Legal / distribution history
- Rainbow Arts asked Nintendo for an official PC port; Nintendo refused. Rainbow Arts then commissioned an in‑house Mario‑like title (The Great Giana Sisters).
- Nintendo pressured Rainbow Arts; while there appears to have been no widely publicized formal lawsuit, Nintendo’s intervention led to the game being pulled from shelves and planned ports cancelled.
- Giana circulated widely via piracy and later became highly collectible.
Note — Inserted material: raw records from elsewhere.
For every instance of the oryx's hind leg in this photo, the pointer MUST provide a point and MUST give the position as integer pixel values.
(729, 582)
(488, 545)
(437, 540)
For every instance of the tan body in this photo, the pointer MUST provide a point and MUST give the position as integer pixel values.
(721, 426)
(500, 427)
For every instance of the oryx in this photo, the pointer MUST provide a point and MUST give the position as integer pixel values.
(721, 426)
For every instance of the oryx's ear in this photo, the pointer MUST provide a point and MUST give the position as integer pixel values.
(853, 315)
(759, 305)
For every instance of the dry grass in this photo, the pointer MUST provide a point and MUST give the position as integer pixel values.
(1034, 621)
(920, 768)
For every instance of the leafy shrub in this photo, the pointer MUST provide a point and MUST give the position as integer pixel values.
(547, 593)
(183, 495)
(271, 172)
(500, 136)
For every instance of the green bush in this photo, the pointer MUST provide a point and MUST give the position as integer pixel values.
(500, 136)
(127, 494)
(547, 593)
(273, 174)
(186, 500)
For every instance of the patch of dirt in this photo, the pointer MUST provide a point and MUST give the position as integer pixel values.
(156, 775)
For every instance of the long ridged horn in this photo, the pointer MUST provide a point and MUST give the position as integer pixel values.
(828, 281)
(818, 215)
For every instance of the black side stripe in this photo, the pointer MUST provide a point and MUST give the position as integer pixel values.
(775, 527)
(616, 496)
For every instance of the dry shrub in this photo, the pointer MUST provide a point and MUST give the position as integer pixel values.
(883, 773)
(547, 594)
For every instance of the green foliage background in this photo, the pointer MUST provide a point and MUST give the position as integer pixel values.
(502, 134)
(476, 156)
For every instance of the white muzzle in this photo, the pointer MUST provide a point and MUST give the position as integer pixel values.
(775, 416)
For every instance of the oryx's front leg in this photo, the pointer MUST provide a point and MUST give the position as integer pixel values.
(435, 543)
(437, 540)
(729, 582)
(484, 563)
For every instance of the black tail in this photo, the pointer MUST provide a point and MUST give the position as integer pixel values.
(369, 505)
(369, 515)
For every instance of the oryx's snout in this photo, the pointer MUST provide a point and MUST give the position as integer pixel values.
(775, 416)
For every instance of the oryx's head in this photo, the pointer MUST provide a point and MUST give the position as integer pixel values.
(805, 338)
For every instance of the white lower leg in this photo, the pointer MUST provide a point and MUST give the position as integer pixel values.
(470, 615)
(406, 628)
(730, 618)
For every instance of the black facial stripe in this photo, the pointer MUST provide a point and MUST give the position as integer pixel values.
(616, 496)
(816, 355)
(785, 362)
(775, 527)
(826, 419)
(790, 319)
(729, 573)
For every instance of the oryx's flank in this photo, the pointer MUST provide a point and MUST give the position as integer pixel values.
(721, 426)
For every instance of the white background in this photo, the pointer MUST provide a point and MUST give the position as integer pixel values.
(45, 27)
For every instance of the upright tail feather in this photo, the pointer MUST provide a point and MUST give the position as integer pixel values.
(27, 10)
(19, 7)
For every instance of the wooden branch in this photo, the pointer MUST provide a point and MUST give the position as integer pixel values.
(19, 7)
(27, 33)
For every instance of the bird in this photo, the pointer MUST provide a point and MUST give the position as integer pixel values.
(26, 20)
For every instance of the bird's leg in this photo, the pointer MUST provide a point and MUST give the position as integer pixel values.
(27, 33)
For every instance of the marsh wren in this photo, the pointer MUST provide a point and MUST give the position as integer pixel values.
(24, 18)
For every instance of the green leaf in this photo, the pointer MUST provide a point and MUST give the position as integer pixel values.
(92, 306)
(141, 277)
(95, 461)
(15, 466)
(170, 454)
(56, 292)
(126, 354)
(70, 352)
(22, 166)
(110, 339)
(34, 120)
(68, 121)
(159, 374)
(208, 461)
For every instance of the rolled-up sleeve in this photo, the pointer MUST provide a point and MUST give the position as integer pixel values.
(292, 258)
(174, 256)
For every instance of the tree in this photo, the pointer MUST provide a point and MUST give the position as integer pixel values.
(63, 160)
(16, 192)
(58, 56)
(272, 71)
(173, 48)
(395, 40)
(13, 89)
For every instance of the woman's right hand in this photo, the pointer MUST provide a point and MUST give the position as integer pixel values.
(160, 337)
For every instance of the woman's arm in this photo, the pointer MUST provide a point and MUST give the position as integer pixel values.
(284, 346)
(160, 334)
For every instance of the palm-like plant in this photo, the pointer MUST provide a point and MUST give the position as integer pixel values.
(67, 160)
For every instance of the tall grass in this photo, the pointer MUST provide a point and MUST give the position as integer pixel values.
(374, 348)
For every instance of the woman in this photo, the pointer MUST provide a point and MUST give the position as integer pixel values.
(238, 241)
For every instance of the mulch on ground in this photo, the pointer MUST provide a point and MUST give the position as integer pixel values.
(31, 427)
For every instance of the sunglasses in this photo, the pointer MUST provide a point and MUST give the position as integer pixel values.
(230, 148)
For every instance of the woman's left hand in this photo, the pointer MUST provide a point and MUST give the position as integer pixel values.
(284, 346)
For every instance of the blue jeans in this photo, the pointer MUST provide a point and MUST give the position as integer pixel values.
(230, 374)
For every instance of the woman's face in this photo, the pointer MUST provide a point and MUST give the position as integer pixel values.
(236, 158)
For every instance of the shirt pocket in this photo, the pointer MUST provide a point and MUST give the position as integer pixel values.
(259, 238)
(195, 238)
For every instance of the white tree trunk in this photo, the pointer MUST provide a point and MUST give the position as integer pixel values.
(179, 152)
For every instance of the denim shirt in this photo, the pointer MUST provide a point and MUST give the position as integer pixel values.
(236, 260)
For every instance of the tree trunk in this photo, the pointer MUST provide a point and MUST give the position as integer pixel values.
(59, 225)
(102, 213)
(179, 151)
- Zero Page’s 2019 direct port was quickly subject to a DMCA takedown by Nintendo and removed from distribution.
Notable names, people and sources
- Publishers / developers:
- Rainbow Arts (publisher)
- Time Warp (developer team credited for The Great Giana Sisters)
- Zero Page / Zeropage / “Zero Pages” (developer of the 2019 C64 port; subtitles and credits vary)
- Individuals (subtitle spellings vary):
- Chris Hülsbeck / Chris Hullsbeck (composer)
- Mark Olrich (Rainbow Arts CEO in subtitles)
- Armen Gassay (subtitle spelling)
- Manfred Tren (subtitle spelling)
- Press and distributors:
- US Gold (UK distributor / box tagline reference)
- Zap 64 (UK magazine that reviewed the C64 original)
- Hardware / technical references:
- Commodore 64, VIC‑II, SID, MOS 6502 family (6502/2A03/6510)
- Commodore 128 (2 MHz mode), C64DTV, Turbo Chameleon, Super C64 Accelerator, Commodore 64 Ultimate
- Platforms mentioned: Amiga, Atari ST, ZX Spectrum, Amstrad CPC
Summary
The Great Giana Sisters was a technically impressive, regionally significant Mario‑style platformer for the C64 that earned cult status after being pulled from shelves. Thirty‑two years after its release, Zero Page’s 2019 effort finally produced a faithful NES Super Mario Bros. experience on the C64, demonstrating advanced raster tricks and careful hardware mapping — but distribution was shut down following Nintendo’s DMCA action.